Приближающиеся мерные шаги останавливают мое сердце. Замираю, уставившись на свое отражение. Жду. Дышать перестаю. Грудь от волнения капканом сдавливает.

Ширма отодвигается рывком, но мне удается сохранить холодный самоконтроль. Не вздрагиваю. Молча и вызывающе смотрю на отражение Самира. На его лицо, приобретшее маску парафиновой текстуры.

Он сглатывает. Кадык взметается вверх и опускается. В глазах загораются огни. Осоловелый взгляд скользит по моей спине и бедрам, грузно поднимается и цепляется за отражение груди.

Стою, не двигаясь и молясь, чтобы ушел. Уволился. Уехал. Исчез. Потому что до греха доводит. Электризует меня. Покой рушит.

Не уходит. Напротив, шаг вперед делает. Резко оборачиваюсь, не зная, чем прикрыть себя. Спиной жмусь в угол, где он меня и блокирует. Нависает сверху, дыша, как загнанный зверь — сбивчиво, отрывисто, хрипло. Желваки перекатывают от злости. В глазах клубится исступление.

Плечом прилипаю к холодному зеркалу, но обжигаюсь об него. Кажется, тут все накалено и полыхает. Бьющейся в клетке мышкой смотрю Самиру в глаза и ни слова произнести не могу. Горло невидимой удавкой перетянуто.

Он склоняется, обдавая мой висок горячим дыханием. Губами спускается к уху, глубоко вдыхает запах моих волос и шепчет:

— Ты только что себе хуже сделала, принцесса. Потому что теперь ты от меня точно не избавишься.

Осколки… Ранящие насквозь. Вонзающиеся в мои глаза, губы, грудь. Именно такой эффект производит плотоядный взгляд Самира. Я не отшила его своим глупым, необдуманным поступком.

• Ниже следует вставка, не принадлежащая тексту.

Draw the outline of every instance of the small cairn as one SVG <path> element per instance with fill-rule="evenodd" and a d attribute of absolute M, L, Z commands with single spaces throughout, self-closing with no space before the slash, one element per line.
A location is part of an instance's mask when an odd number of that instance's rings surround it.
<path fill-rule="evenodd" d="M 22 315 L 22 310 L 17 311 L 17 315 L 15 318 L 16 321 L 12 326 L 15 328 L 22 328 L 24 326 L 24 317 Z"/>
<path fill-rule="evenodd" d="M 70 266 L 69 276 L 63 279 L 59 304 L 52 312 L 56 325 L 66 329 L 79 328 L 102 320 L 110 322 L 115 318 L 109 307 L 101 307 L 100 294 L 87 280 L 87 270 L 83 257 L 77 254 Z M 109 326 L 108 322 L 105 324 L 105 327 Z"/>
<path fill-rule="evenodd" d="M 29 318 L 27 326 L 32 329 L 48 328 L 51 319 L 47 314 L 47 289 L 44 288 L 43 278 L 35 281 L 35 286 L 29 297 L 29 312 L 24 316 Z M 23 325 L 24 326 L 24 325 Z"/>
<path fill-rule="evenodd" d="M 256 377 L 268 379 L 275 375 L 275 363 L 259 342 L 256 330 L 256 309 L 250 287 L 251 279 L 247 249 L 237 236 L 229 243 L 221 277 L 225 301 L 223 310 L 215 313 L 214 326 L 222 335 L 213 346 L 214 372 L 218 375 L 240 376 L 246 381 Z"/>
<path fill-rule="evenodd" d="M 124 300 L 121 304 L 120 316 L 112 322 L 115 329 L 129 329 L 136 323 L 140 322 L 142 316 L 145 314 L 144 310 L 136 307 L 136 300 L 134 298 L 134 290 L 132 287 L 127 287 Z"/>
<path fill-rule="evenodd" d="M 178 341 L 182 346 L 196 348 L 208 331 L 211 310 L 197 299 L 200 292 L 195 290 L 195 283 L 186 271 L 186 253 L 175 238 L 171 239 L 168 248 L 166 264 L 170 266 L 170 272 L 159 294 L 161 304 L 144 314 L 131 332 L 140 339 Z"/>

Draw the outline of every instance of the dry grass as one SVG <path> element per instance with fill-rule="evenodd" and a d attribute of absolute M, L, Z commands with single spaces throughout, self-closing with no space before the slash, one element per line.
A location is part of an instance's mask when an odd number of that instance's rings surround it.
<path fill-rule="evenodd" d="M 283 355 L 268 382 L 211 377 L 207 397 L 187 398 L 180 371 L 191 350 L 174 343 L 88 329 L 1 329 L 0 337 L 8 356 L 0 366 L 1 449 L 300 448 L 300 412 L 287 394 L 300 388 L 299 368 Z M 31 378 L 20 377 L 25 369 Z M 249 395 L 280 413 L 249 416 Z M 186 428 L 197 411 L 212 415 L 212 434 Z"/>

Я раздразнила хищника. Куском свежего мяса у него перед носом потрясла, забыв, что он не скован цепями. Пленница-то по-прежнему я. Я перед ним безоружна.

— Выметайся, — шиплю дрогнувшим голосом.

Блеск в его глазах становится ярче. Туман рассеивается. Он медленно пятится, продолжая мазать по мне взглядом. Насмехается, демонстрируя свою власть и мое бесправие.

— Возьмите белое, — кивает на платье, которое я так и не примерила. — В нем вы божественны, Элла Валентиновна.

Дьявол. Сущий дьявол — вот кто этот Самир!

Едва за ним задергивается ширма, как я стекаю спиной по зеркалу. Опускаюсь на корточки и дрожащими руками достаю из кармана джинсов его анкету. Телефон разблокирую с трудом. Перед глазами все плывет: то ли от осознания своего очередного позорного поражения, то ли от страха. Фотографирую анкету как можно четче и отправляю Никите.

Я должна была дождаться, пока он первым позвонит или напишет. После шести месяцев игнора эгоистично начинать общение с просьбы, но больше мне обратиться не к кому.

«Привет, Ник! Помнишь Самира, моего телохранителя? Мог бы ты навести о нем справки без лишнего шума?»

«Привет! Что-то случилось? Ты где? За тобой приехать?»

«Я с няней, не волнуйся. Может, у меня паранойя, но я боюсь, что в агентстве отца могли обмануть, и Самир не тот, за кого себя выдает. Если попрошу Руслана, он сдаст меня Богдану, а тот отцу. Сам понимаешь…»

«Ок. Все сделаю. Если еще что-то нужно, не стесняйся».

«Нет, спасибо. Только не тяни. Пожалуйста».

Никита присылает смайлик с пальцем вверх, и я прикрываю глаза, выдохнув. Раньше мы чатились часами, перебирая все смайлики и стикеры, засыпая друг друга романтичными гифками и признаниями. Сегодня я не смею даже мечтать, чтобы Никита написал «Люблю тебя». Впрочем, вряд ли мне это уже нужно. Отвыкла я от него. Испытываю к нему нежные чувства, но они ближе к тем, которые я испытываю к Богдану и Руслану. Я помню его поцелуи, ласки, тепло рук, шепот, запах. Я скучала по ним, сгорая от желания написать, позвонить. Я глотала слезы по ночам, перечеркивая прошлое. И видимо, выгорело. Осталось выжженное пятно и мелкий тлеющий уголек, из которого уже не раздуть пламя. Какой-то стоп-кран сработал. Теперь мне остается только надеяться, что Никита согласится быть мне лишь другом.